投稿日:2019.03.13

【沖縄科学技術大学院大学(OIST)からの緊急レポート!第一弾】 体長わずか1mmの線虫。その脳細胞ではデジタル情報処理が行われていた! 人間の「脳」の謎解明につながるか!?

OIST
今回の研究に関わったメンバーたち
(左から)桃原悠人博士、村山孝博士、丸山一郎教授、ジェフ・ウィッケンス教授、税田英一郎技術員。(提供:OIST)

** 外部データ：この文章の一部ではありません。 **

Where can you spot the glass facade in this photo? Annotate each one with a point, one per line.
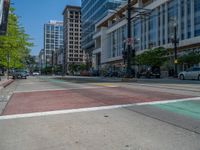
(197, 17)
(158, 28)
(92, 11)
(53, 39)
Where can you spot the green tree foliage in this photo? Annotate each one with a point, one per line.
(153, 57)
(190, 58)
(14, 46)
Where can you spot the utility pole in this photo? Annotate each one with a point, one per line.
(64, 63)
(175, 51)
(175, 41)
(129, 40)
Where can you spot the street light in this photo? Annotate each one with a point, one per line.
(175, 41)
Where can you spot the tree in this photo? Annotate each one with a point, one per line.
(15, 45)
(153, 57)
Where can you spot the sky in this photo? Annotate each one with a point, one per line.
(33, 14)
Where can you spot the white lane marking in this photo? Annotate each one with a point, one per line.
(61, 89)
(69, 111)
(173, 86)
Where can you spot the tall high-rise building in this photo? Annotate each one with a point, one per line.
(72, 36)
(157, 29)
(92, 11)
(53, 39)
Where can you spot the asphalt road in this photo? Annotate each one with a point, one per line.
(81, 114)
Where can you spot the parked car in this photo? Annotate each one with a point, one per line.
(16, 74)
(35, 73)
(191, 73)
(149, 72)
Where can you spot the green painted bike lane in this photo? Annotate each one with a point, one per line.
(186, 108)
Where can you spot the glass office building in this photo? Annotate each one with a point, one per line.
(154, 30)
(53, 39)
(92, 11)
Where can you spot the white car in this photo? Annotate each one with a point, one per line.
(191, 73)
(36, 73)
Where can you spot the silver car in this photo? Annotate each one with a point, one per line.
(191, 73)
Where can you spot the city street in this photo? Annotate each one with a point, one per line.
(100, 113)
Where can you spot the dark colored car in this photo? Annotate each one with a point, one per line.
(149, 72)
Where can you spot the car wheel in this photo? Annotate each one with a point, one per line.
(182, 77)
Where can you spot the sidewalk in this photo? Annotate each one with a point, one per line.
(4, 82)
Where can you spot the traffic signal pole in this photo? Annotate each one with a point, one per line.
(129, 40)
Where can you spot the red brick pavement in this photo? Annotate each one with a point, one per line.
(29, 102)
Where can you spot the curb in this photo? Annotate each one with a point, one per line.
(5, 84)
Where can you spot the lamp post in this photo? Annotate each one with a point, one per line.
(175, 41)
(129, 40)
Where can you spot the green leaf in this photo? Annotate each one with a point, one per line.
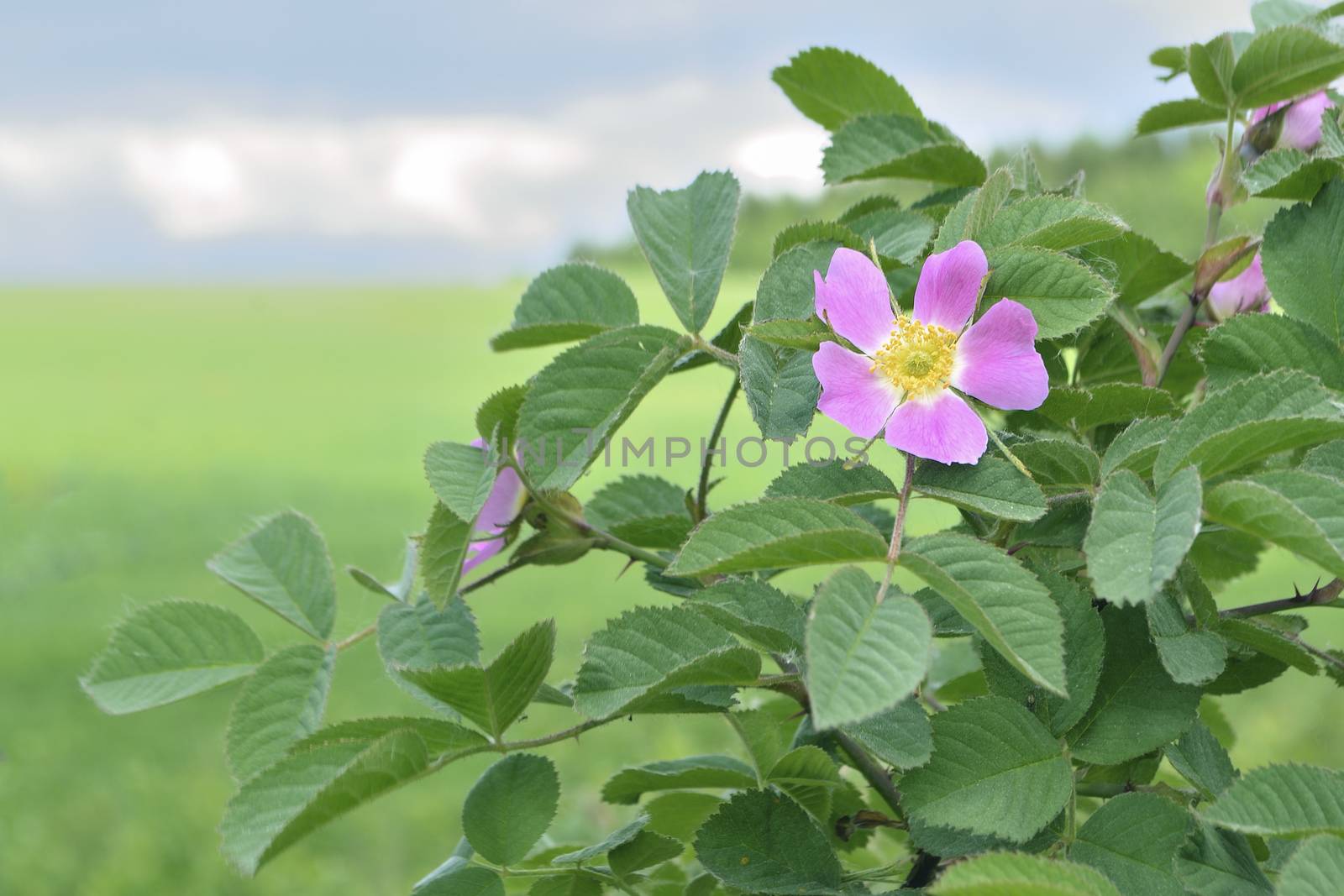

体長わずか1mmの線虫。その神経系は302個と非常に少ない神経細胞からできています。単純な神経系からなる線虫ですが、人間と同じように「条件付け連合学習」(2つの刺激についてその関連を学習)ができる高い脳機能を持つことが分かっています。そのため、これまで様々な神経メカニズムを研究するために線虫を用いてきましたが、線虫の神経応答を観察することは、そのサイズの小ささから極めて困難なものでした。

OIST
線虫(提供:OIST)


(提供:OIST)

 ところがこの度、OIST(オイスト)の丸山一郎教授とジェフ・ウィッケンス教授のコラボにより、この神経応答の直接観察に成功!(丸山一郎教授は主に線虫の「脳神経摘出」などの実験で、ジェフ・ウィッケンス教授は線虫の小さな神経系から出る「電気信号を記録」する技術でそれぞれ貢献しました)。
この直接観察の成功により、アナログ的な情報処理を行うと考えられてきた線虫の神経でも、人間などの高次神経系と同じように、外部からの入力刺激が、アナログ信号だけでなくデジタル信号に変換されることが明らかになりました。この線虫から得られた知見で、将来的には人間の記憶・学習など複雑な脳機能がより詳しく分かるようになるかもしれません。
(また線虫の平均寿命は2週間と短いため、老化・寿命のモデルとしても広く研究されていますが、認知機能に対する老化の影響など、より多面的な神経の働きを明らかにできるかもしれません。)